While the out of the box memory management may suffice in many cases, tuning memory
usage can greatly improve performance by reducing unnecessary overhead from the
Garbage Collector.

```
import { util } from '@shumai/shumai'

util.memoryOptions({
lowerBoundThreshold: 100e6, // 100MB
upperBoundThreshold: 5e9, // 5GB
delayBetweenGCs: 1000 // 1s
})
```

Pay special attention to `upperBoundThreshold` which if exceeded will force GC
for every allocated tensor, ignoring `delayBetweenGCs`. Supplying a value that
will fully utilize your hardware can greatly improve performance.

## Statistics

```mermaid
graph TD
OpA(Op A) --> statsA{{"stats A"}};
OpB(Op B) --> statsA;
statsA --> LoggerA{{"LoggerConsole A"}};
LoggerA --> Stdout(("Stdout"));
OpC(Op C) --> statsA;
OpD(Op D) --> statsA;
statsA --> LoggerB("LoggerCustom B");
LoggerB --> Disk(("Disk"));
```

Basic usage of gathering statistics is as simple adding
a collector using the default `StatsLoggerConsole`.

```
import { stats, StatsLoggerConsole, rand, matmul } from '@shumai/shumai'

stats.enabled = true // all ops following will capture stats

// perform ops...

stats.enabled = false // all ops following will no longer capture stats
```

While the above examples may suffice for simple use cases, if you're
looking to capture stats across multiple threads, processes, and/or hosts,
`StatsLoggerHttp` has you covered.

```mermaid
graph TD
subgraph Host C
Processor("LoggerHttp Processor")
style Processor stroke:#222,stroke-width:4px,stroke-dasharray:5 5
end
subgraph Host A
OpA(Op A) --> statsA{{"stats A"}};
OpB(Op B) --> statsA;
statsA --> LoggerA{{"LoggerHttp A"}};
LoggerA --> Processor;
end
subgraph Host B
OpC(Op C) --> statsB{{"stats B"}};
OpD(Op D) --> statsB;
statsB --> LoggerB{{"LoggerHttp B"}};
LoggerB --> Processor;
end
```

```
import { StatsLoggerHttp } from '@shumai/shumai'

stats.logger = new StatsLoggerHttp({ url: 'http://localhost:4242' })
```

For more custom needs you can supply your own logger:

```
import { StatsLogger, StatsLoggerData } from '@shumai/shumai'

class CustomLogger implements StatsLogger {
async process(data: StatsLoggerData): Promise {
const summary = data.collector.getSummary()
console.log('Collector stats:', summary)
}
}

stats.logger = new CustomLogger()
```

By default stack tracing is disabled as it adds 50%+ overhead, but can be enabled via `stats.collectStacks = true`.

### Scoped Statistics

If you wish to isolate stats profiling you can do this as well:

```
import { collectStats } from '@shumai/shumai'

const scopedStats = collectStats(() => {
// perform ops...
}/*, StatsCollectorOptions | StatsLogger */)
console.log(scopedStats.getSummary())
```

## Contributing

If you'd like to make changes to the core bindings or ffi, first [build from source](#installing-from-source).

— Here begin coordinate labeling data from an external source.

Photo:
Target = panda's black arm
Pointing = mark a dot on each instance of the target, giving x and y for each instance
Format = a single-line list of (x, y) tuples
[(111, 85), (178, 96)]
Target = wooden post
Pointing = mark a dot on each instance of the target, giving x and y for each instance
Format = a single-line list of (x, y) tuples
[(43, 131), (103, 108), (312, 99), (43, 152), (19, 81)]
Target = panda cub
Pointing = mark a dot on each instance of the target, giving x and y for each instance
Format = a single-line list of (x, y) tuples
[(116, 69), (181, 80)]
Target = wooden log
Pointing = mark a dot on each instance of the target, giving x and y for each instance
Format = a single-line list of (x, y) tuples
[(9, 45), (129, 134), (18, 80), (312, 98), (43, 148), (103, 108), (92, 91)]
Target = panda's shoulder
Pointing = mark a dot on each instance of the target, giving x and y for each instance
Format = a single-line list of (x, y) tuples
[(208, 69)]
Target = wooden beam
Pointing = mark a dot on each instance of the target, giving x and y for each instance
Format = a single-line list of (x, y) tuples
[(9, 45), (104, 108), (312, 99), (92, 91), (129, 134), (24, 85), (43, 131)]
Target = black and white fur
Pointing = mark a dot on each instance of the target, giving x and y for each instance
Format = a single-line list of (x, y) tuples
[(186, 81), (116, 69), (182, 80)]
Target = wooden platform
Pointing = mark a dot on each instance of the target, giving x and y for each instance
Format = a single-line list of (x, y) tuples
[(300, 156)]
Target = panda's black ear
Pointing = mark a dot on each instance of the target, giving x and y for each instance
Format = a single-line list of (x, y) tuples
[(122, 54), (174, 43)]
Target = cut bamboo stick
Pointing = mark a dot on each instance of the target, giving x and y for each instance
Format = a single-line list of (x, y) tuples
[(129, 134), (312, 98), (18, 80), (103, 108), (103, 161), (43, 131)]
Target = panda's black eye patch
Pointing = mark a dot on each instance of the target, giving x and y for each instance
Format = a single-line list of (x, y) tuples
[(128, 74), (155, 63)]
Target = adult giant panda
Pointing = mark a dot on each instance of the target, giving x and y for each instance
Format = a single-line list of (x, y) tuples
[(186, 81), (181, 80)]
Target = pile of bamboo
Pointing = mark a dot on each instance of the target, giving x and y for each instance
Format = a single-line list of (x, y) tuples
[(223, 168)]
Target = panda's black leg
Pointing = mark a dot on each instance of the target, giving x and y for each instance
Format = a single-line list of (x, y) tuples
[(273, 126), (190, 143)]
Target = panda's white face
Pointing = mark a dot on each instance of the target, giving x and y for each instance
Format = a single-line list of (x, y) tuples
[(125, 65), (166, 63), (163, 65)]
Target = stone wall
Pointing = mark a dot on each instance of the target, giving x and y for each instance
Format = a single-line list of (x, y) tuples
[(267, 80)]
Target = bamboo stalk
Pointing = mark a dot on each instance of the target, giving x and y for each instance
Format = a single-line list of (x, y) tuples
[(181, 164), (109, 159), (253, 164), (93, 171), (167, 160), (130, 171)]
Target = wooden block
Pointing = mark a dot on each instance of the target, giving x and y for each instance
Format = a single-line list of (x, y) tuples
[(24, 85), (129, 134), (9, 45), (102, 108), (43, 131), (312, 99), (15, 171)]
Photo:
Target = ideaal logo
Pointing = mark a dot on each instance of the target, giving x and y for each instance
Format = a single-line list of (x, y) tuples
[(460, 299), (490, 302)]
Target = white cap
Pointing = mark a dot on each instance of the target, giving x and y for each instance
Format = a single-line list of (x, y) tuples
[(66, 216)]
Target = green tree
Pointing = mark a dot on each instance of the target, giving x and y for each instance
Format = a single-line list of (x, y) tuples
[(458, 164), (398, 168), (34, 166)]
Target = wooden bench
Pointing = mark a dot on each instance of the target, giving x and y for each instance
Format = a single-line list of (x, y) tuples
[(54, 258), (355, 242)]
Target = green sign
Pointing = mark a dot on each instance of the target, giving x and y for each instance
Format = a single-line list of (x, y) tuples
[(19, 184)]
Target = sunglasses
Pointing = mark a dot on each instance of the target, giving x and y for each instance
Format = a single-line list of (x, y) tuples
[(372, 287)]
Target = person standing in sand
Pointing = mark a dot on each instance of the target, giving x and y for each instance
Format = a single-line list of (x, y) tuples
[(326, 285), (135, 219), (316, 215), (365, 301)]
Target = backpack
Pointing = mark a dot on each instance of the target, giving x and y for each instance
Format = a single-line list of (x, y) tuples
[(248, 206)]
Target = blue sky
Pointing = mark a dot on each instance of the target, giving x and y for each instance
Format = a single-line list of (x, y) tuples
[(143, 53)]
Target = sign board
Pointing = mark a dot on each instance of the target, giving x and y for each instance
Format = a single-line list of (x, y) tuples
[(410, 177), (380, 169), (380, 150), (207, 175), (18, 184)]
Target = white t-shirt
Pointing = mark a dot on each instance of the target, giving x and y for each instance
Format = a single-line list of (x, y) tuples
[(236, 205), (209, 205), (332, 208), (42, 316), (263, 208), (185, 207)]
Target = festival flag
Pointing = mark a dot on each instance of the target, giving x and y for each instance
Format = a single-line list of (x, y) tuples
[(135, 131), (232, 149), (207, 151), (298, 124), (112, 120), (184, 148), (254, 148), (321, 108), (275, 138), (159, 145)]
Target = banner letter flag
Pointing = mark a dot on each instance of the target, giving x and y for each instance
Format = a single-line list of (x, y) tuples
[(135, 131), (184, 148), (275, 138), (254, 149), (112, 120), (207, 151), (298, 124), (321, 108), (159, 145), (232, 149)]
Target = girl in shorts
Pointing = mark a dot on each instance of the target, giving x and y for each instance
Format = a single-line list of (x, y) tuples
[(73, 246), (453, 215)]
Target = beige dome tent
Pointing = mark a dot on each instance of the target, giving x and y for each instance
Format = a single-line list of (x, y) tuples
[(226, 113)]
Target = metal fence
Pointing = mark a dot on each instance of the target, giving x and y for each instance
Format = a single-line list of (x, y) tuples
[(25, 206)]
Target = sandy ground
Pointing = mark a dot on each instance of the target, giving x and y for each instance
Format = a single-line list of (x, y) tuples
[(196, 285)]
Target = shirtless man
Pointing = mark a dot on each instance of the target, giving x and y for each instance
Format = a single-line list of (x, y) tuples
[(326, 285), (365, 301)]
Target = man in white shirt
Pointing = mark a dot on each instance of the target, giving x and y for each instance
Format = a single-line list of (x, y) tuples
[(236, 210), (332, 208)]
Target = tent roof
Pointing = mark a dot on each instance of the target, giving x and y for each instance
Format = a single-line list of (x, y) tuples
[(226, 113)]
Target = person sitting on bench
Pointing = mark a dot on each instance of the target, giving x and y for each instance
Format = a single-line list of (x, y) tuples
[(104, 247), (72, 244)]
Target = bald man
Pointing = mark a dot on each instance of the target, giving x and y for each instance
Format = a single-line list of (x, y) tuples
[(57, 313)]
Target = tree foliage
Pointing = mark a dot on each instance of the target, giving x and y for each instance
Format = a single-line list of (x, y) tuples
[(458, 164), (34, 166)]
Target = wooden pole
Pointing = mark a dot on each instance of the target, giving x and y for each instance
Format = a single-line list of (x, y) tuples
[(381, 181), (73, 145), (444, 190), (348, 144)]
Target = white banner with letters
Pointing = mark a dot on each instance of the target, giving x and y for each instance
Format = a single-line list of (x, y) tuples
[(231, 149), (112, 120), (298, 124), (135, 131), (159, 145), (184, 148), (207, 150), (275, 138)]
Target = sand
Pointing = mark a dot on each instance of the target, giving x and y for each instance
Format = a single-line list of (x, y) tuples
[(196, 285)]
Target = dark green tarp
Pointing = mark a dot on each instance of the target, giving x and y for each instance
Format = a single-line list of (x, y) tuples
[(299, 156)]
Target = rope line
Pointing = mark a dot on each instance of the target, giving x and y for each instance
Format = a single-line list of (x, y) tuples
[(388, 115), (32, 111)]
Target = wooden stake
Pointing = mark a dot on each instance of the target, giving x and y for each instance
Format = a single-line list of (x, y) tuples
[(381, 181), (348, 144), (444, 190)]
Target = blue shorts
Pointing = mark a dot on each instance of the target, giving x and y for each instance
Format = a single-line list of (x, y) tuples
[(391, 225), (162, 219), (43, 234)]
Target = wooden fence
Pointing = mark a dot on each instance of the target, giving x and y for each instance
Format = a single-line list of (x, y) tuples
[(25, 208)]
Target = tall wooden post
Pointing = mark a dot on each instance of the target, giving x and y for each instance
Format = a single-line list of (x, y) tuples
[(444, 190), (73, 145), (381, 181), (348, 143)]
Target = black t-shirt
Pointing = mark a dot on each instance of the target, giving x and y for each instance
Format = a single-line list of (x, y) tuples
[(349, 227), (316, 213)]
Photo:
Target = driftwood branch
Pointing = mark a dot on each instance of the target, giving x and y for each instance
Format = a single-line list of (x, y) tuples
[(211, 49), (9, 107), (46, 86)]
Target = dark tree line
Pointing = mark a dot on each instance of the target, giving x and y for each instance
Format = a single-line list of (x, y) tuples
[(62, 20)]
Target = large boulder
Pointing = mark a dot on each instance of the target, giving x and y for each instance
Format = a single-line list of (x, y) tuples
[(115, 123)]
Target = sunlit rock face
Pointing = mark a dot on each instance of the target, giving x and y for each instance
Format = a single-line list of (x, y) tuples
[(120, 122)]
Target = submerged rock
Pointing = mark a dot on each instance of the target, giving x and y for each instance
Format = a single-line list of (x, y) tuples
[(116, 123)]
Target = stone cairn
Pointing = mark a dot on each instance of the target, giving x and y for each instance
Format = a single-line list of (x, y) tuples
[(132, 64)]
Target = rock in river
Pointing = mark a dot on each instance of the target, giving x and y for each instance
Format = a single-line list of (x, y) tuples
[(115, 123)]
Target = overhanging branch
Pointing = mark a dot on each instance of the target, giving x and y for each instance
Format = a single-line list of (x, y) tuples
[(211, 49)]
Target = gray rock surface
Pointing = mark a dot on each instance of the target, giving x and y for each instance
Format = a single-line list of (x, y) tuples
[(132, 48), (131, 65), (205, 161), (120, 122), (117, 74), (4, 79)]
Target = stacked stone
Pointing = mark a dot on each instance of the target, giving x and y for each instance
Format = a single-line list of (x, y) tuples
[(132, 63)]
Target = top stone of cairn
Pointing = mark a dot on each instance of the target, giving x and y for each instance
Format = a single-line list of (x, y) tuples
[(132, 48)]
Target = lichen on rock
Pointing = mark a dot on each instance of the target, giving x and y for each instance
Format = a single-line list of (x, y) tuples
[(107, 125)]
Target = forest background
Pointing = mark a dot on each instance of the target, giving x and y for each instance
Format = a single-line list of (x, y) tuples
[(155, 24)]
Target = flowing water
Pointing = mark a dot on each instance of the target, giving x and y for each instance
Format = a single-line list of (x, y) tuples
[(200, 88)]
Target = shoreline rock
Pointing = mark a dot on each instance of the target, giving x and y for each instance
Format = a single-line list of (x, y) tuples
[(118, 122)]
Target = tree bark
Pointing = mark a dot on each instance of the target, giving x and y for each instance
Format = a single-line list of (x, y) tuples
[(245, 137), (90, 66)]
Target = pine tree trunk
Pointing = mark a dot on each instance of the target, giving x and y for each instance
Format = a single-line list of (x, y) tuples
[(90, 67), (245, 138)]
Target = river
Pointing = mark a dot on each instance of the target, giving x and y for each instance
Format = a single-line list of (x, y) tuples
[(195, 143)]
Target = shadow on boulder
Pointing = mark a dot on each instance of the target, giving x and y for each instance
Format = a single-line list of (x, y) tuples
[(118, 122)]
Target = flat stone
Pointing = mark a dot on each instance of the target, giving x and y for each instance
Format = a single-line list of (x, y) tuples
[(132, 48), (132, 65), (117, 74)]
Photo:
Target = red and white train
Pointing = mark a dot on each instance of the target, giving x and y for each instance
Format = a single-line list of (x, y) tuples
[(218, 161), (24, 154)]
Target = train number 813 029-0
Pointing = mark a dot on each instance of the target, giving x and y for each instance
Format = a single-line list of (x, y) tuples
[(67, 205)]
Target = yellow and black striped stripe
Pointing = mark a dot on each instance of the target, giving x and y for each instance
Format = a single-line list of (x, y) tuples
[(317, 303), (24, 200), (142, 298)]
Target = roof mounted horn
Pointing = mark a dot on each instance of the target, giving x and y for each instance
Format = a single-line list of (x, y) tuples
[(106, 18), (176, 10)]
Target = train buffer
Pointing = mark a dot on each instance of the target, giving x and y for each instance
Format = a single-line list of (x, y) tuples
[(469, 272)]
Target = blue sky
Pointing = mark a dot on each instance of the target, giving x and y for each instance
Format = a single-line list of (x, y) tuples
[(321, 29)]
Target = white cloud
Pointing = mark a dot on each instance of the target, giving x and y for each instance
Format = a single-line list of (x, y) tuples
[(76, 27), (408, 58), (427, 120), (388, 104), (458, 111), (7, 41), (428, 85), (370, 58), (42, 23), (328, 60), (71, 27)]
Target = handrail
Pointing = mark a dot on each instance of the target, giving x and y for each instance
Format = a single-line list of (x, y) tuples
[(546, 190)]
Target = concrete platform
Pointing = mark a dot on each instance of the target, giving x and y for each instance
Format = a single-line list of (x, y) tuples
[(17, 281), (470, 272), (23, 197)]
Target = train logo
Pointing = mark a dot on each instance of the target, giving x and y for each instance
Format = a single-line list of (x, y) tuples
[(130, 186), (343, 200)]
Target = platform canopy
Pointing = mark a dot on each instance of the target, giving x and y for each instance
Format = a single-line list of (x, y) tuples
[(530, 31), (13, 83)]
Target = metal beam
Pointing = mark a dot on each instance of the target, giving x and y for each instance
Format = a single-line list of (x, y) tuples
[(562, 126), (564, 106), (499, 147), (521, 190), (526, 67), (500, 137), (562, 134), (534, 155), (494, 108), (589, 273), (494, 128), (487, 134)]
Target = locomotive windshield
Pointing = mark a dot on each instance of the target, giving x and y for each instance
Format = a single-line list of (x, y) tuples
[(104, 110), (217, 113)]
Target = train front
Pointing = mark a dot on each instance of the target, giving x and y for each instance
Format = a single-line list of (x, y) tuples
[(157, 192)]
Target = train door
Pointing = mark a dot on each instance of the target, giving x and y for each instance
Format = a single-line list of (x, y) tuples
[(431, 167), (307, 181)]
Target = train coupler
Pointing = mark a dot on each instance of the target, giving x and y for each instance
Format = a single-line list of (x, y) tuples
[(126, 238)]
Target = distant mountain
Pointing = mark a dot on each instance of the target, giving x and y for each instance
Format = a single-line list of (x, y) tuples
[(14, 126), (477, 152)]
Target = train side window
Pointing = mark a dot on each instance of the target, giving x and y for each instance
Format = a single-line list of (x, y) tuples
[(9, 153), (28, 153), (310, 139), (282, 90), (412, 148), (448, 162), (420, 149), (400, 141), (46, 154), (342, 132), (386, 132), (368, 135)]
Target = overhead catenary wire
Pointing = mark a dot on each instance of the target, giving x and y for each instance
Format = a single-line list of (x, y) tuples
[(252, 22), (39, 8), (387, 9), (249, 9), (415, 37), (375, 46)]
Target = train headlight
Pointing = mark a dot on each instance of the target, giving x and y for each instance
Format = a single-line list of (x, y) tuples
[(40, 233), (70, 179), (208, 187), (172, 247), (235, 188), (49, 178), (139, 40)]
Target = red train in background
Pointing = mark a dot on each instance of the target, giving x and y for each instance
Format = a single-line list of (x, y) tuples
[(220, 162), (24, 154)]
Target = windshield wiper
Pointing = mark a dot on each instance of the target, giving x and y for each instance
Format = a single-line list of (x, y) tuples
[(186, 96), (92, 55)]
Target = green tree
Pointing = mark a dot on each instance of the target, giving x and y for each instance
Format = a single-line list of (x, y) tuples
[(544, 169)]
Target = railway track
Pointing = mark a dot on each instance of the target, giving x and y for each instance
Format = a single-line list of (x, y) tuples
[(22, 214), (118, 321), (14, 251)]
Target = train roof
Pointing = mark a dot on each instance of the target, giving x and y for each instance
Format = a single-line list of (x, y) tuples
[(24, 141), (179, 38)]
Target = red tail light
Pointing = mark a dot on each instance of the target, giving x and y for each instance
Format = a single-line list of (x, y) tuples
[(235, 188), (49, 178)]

All files ending in `*.inl` or `*_gen.ts` are generated.
These can be modified by editing [`scripts/gen_binding.py`](https://github.com/facebookresearch/shumai/blob/main/scripts/gen_binding.py)
and running [`./scripts/gen_all_binding.sh`](https://github.com/facebookresearch/shumai/blob/main/scripts/gen_all_binding.sh).

See the [CONTRIBUTING](CONTRIBUTING.md) file for style guidance and more info on how to help out. 😁

### License

shumai is MIT licensed, as found in the LICENSE file.